In an epic bout of theatre that may require a couple years of recuperation, my family and I attended seven plays in seven days in Ashland earlier this month, including two Shakespeare comedies. The real standout performance of the summer, however, isn’t 400 years old but brand new — the sublime “The Unfortunates.”

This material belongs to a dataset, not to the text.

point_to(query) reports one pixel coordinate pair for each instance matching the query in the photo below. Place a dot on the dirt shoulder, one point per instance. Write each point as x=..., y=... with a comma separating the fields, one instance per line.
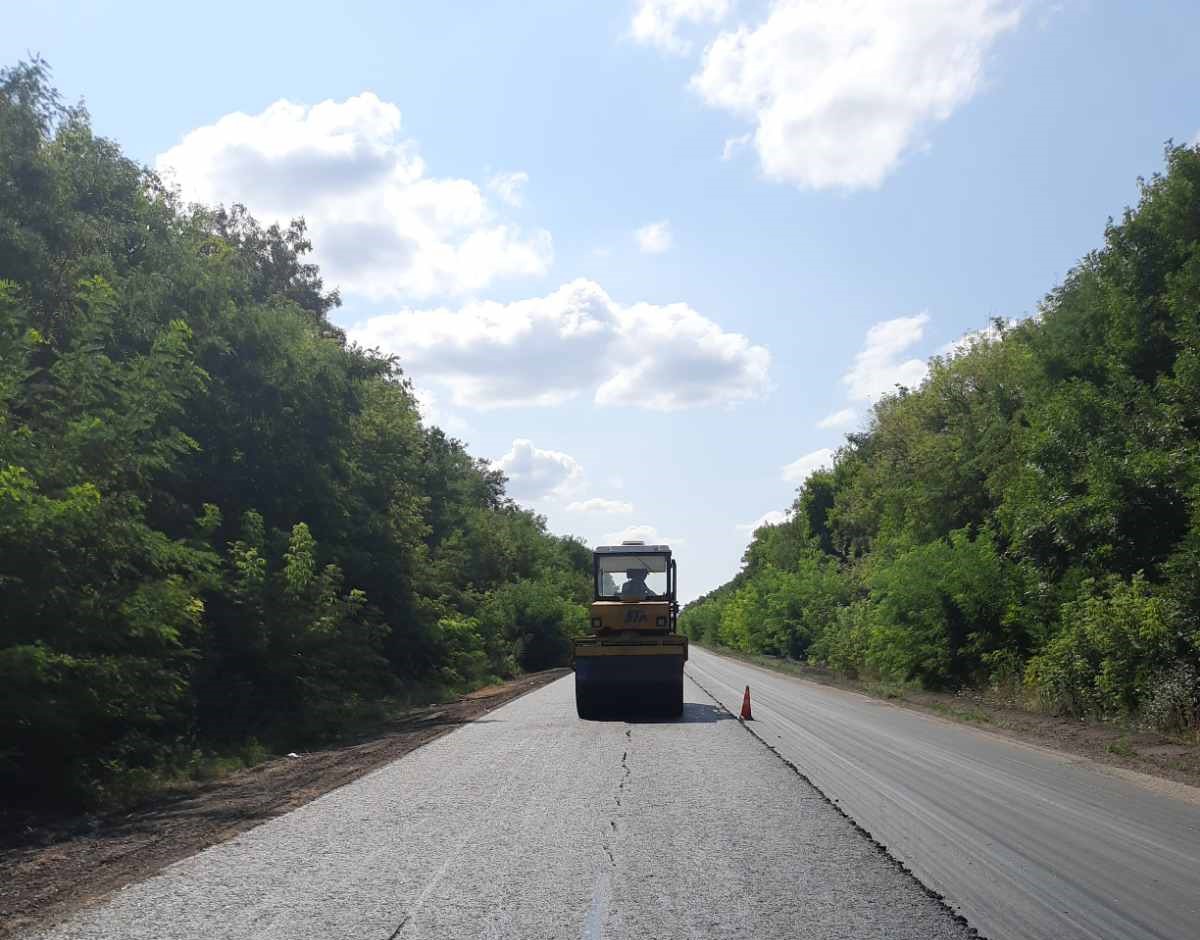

Mostly taking place in the traumatized imagination of a soldier awaiting execution, ultimately “The Unfortunates” is a joyous story with roots that twine deep into the American subconscious, framed by the folksong “St. James Infirmary Blues.” I know it sounds ridiculous. We might not have taken a chance on it except that it has the same corps of a cappella hip-hop performers known as 3 Blind Mice who blew us away in OSF’s soul-awakening Hamlet in 2010.

I’m 100 percent with director Shana Cooper when she says of “The Unfortunates,” “Perhaps the greatest gift is how it has revitalized my belief in the capacity of music and theatre not only to inspire but to heal and to redeem.” A sincere standing ovation for this tour de force of originality that pays homage to everything from Rocky Horror to Albert Camus. In its weird and rough-edged way, this is a play that I can envision enduring for 100 years.

OSF’s re-imagined “My Fair Lady” and the lighthearted female-empowerment adventure “The Heart of Robin Hood” also brought me to my feet this year. All the casts are outstanding. However, two individuals I’ll remember forever are Anthony Heald as Alfred P. Doolittle and Tanya Thai McBride as Plug the Dog. Completely overturning his infamous role as Hannibal Lecter’s slimy psychiatric nemesis in “The Silence of the Lambs,” Heald is the ultimate charming rapscallion in Lady. And the young McBride, who also has a big speaking part in “Midsummer Night’s Dream,” cracked me up as the best dog ever. I wanted to go backstage afterward and reward her with a scratch behind the ears. Man’s best friend has never been so hilarious. 

Chinook Observer editor Matt Winters lives in Ilwaco with his wife and daughter.